To learn a ranking model, DEARank requires to construct plenty of weak candidates from the training set. Each weak candidate has a strong relationship with a query and its associated documents, and may perform better on its associated query over other queries. We call this phenomena as local overfitting, and the corresponding query and its associated documents are referred to as the home-set.

At the weak learning stage, the weak rankers are selected based on their average performances. If local overfitting occurs, the selection will be biased and may deteriorate the overall ranking accuracy.

To speculate whether there exists local overfitting on the used data sets, all the constructed candidates are examined. Firstly, all the candidates are used as linear rankers to sort the associated document of the queries, and measured by MAP. Secondly, the overall performance is averaged and compared with the performance on the home-set. Finally, we simply count the number of rankers that attain better performance on their home-sets than the overall average performances, and the percentages are then calculated, as shown in Fig. 2.

Fig. 2
figure 2

Local diversity with local overfitting

The two groups, one is CCR-I based, the other is CCR-O based, report the percentages of home-set biased rankers on all data sets. For example, on average, about 64.3 % of the candidates which are built upon CCR-O may produce biased ranking accuracy towards the home-set in MQ2007. With higher proportion (seven out of nine data sets), the candidates based on CCR-O may produce biased ranking accuracy. We notice that, the home-set biased ranker candidates can produce higher ranking accuracy on their home-set queries. If they do not generalize well for other queries, the local overfitting may deteriorate the ranking performance, as shown by the results on HP2003, HP2004, NP2003, NP2004, TD2003 and MQ2008 (see Fig. 1).
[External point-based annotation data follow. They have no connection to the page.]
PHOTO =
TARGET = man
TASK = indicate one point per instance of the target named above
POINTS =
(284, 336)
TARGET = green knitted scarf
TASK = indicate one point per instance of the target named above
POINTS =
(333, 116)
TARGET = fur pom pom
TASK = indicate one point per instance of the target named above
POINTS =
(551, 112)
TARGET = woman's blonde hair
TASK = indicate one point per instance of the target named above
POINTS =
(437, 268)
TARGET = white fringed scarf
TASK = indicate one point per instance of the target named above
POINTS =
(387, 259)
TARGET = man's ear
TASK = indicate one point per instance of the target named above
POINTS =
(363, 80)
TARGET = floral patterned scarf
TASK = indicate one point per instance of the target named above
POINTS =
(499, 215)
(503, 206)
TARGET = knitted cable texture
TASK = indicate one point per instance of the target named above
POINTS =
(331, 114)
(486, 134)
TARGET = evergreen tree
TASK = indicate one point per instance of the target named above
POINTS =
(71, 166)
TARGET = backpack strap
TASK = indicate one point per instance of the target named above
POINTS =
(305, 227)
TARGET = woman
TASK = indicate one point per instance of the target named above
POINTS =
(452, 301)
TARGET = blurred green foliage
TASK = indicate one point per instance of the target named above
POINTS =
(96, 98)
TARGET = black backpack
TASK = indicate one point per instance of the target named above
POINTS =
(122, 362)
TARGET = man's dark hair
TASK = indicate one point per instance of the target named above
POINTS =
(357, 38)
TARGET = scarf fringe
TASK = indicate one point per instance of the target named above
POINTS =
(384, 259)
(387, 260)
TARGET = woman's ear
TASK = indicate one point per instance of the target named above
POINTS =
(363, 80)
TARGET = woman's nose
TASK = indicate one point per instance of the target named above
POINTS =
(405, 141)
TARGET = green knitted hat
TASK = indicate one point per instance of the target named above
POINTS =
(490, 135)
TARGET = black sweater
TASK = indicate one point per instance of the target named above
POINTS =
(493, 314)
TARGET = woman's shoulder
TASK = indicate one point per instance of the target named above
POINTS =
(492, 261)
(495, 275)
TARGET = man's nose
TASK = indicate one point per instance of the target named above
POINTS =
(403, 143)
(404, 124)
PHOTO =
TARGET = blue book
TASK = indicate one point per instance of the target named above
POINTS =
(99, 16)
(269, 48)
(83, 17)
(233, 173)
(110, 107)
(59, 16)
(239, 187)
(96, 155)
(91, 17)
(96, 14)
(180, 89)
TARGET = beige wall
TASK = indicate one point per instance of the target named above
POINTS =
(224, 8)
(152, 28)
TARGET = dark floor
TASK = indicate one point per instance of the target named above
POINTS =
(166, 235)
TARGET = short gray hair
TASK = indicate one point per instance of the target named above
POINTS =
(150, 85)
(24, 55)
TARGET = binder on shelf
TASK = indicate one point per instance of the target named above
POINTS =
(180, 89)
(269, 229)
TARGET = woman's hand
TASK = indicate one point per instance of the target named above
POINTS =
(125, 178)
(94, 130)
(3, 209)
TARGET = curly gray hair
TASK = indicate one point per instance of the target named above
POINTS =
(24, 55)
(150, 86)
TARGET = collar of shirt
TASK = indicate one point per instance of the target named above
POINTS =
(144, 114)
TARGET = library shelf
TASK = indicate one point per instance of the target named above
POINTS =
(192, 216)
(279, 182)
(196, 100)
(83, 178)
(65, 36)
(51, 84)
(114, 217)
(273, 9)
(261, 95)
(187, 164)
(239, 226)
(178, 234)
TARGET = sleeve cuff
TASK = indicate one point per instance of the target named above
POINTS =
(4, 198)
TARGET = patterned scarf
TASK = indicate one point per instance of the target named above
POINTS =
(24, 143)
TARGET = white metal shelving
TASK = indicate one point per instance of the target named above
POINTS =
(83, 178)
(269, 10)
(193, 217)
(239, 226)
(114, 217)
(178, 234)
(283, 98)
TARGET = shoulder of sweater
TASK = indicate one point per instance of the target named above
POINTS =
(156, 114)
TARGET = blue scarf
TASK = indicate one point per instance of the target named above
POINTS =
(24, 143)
On the other side, according to previous works (Cunningham and Carney 2000; Tsymbal et al. 2005), the base learners who have error diversity in their predictions can effectively improve the ensemble’s accuracy. If the home-set biased ranker candidates can also make accurate predictions for other queries, the local overfitting may bring beneficial effects on increasing the error diversity of the ensemble model, and results in an improved overall performance, as indicated by the results on TD2004, OHSUMED and MQ2007 in Fig. 1.
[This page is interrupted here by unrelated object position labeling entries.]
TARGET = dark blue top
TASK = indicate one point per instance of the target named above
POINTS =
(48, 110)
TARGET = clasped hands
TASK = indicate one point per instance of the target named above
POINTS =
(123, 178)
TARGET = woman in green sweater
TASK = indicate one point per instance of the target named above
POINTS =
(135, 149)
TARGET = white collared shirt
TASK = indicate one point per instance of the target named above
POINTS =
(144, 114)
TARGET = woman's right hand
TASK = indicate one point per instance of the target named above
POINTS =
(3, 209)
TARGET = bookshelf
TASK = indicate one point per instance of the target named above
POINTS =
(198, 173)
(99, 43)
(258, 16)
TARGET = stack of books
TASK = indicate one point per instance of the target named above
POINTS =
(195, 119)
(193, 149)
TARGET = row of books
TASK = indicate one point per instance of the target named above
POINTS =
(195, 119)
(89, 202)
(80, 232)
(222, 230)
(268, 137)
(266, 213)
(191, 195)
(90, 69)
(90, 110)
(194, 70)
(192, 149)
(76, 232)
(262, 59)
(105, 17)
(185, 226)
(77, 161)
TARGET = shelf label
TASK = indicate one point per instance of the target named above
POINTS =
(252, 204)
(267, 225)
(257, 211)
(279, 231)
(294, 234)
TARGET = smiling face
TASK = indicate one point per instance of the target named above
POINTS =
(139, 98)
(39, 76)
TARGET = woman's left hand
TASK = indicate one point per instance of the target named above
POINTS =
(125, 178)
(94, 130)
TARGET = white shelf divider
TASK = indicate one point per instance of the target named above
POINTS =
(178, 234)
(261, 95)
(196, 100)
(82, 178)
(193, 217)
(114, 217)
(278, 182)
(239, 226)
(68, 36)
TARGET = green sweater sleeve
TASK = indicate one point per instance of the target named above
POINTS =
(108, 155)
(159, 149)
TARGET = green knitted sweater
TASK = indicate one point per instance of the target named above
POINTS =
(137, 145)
To further improve the combined ranker’s overall performance, we should carry out a series thorough experiments on the local overfitting phenomenon, and investigate its effect on the error diversity of the ensemble model.
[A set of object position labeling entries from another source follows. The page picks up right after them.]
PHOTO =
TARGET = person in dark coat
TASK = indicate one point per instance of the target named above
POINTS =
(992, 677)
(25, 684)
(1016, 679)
5.2 Feature subset weighting strategy

In this work, we adopt the strategy (see Eqs. (8) and (9)) given in AdaRank to minimize the empirical risk on training set. In this case, all the selected features are treated equally, and the contribution from each single feature is ignored. Actually, each weak ranker can be decomposed into multiple single feature rankers, and thus each selected feature can be assigned a weight proportional to its contribution to the overall ranking performance

$$\begin{aligned} \beta _{tk} \propto \sum \limits _{i=1}^{|Q|} E(x_i, y_i, f_k), ~~k = 1,\ldots , m, \end{aligned}$$
(15)

where \(f_k\) represents the \(k\)th feature selected by the weak ranker \(h_t\). This kind of weighting scheme deservers further critical appraisal.

5.3 Conclusions

The key contribution of this work is to introduce data envelopment analysis (DEA) into the field of learning to rank and propose DEARank algorithm. Making use of DEA’s powerful potential in capturing the intrinsic characteristics of documents, we construct the weak ranker candidates using the optimal weights of features for units. The optimal weights are all solved from the DEA variant: CCR-I or CCR-O, and experimental results demonstrate that DEARank provides a promising alternative for rank learning. The incorporation of DEA into rank learning also opens up many challenges and possibilities, e.g., the computational complexity, the generalization ability, the performance of other kinds of DEA models (e.g., BCC (Banker et al. 1984), additive model (Charnes et al. 1985)), and the relationship between the local overfitting phenomenon and the error diversity. We plan to explore these issues in further detail in our future works.